There are some problems, though. There’s very little mystery to be found here, but that isn’t actually my problem. You can still have a very effective mystery/thriller when the identity of the bad guy is essentially known to the reader. It’s just that the parts Gerritsen seems to think of as the mystery aspect aren’t actually very mysterious at all. They’re kind of obvious, actually. Even the final ‘twist.’ It weakens an otherwise solid entry in the Rizzoli and Isles series. And as we saw in The Mephisto Club, Gerritsen isn’t as suited to mysticism as she is to gritty realism.
Like Freaks, this is a little bit of filler to get fans hyped up for the next full novel in the series. It’s a short story only available as an eBook.

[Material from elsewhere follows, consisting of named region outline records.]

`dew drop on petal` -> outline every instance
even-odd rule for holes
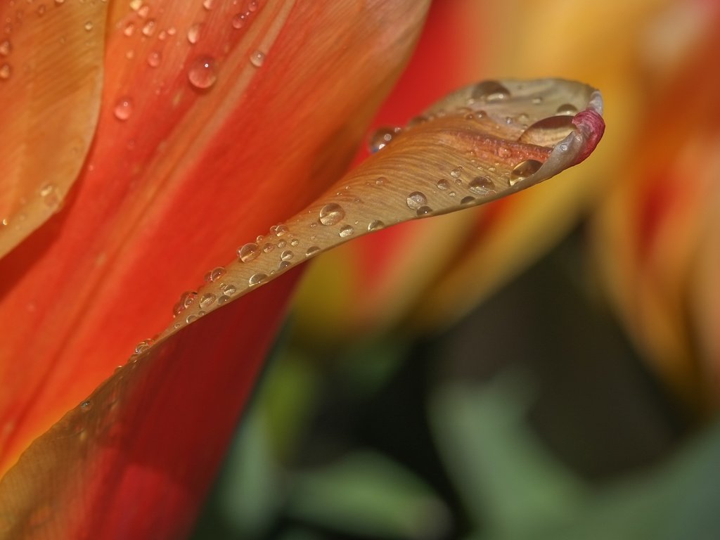
[[[476,176],[467,186],[471,192],[478,195],[491,195],[495,193],[495,184],[487,176]]]
[[[250,287],[255,287],[256,285],[259,285],[261,283],[264,282],[268,279],[268,276],[264,274],[253,274],[248,279],[248,284]]]
[[[510,97],[510,91],[497,81],[485,81],[472,89],[471,98],[475,101],[497,102]]]
[[[370,231],[370,232],[372,232],[374,230],[379,230],[380,229],[383,228],[384,226],[385,226],[385,224],[383,223],[379,220],[374,220],[371,221],[369,223],[367,224],[367,230],[369,231]]]
[[[127,96],[121,97],[115,104],[115,118],[119,120],[127,120],[132,114],[132,100]]]
[[[217,80],[215,59],[210,56],[195,58],[190,64],[187,78],[195,88],[204,89],[212,86]]]
[[[408,196],[408,207],[417,210],[428,204],[428,198],[420,192],[413,192]]]
[[[260,254],[260,248],[256,243],[250,242],[238,249],[238,256],[241,262],[247,263],[256,258]]]
[[[510,174],[510,185],[514,186],[518,182],[531,176],[542,166],[542,163],[534,159],[526,159],[521,161],[513,168]]]
[[[320,222],[324,225],[333,225],[345,217],[345,210],[334,202],[325,204],[320,210]]]
[[[575,114],[577,112],[577,107],[570,103],[563,103],[557,107],[558,114]]]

Maura attends a swank party where she meets a handsome, charming man. They talk. They flirt. They drink champagne. In the morning Maura wakes up to discover that a mystery man has been murdered. And all the evidence seems to point to Maura herself. With no memory of what happened the night before, Rizzoli and Isles must struggle with the possibility that Isles could be a murderer while combing through the evidence to see if there could be any other possible solution.
The thing is, whereas Freaks was a fun little romp for what it was, John Doe is a bit more dreary. It wants to take itself seriously like the novels but has none of the heft. We all know Maura’s name will be cleared in the end (especially since this isn’t a full story), so reading it is really just an exercise in getting from point A to point B. They actually adapted it into an episode of the TV series, where it almost worked. I say almost because they took Maura’s dedication to her job, which demands that she take the possibility that she may indeed be the killer, to sanctimonious levels.
Despite my complaints regarding this installment, I do actually like the idea of Rizzoli and Isles short stories and hope they continue.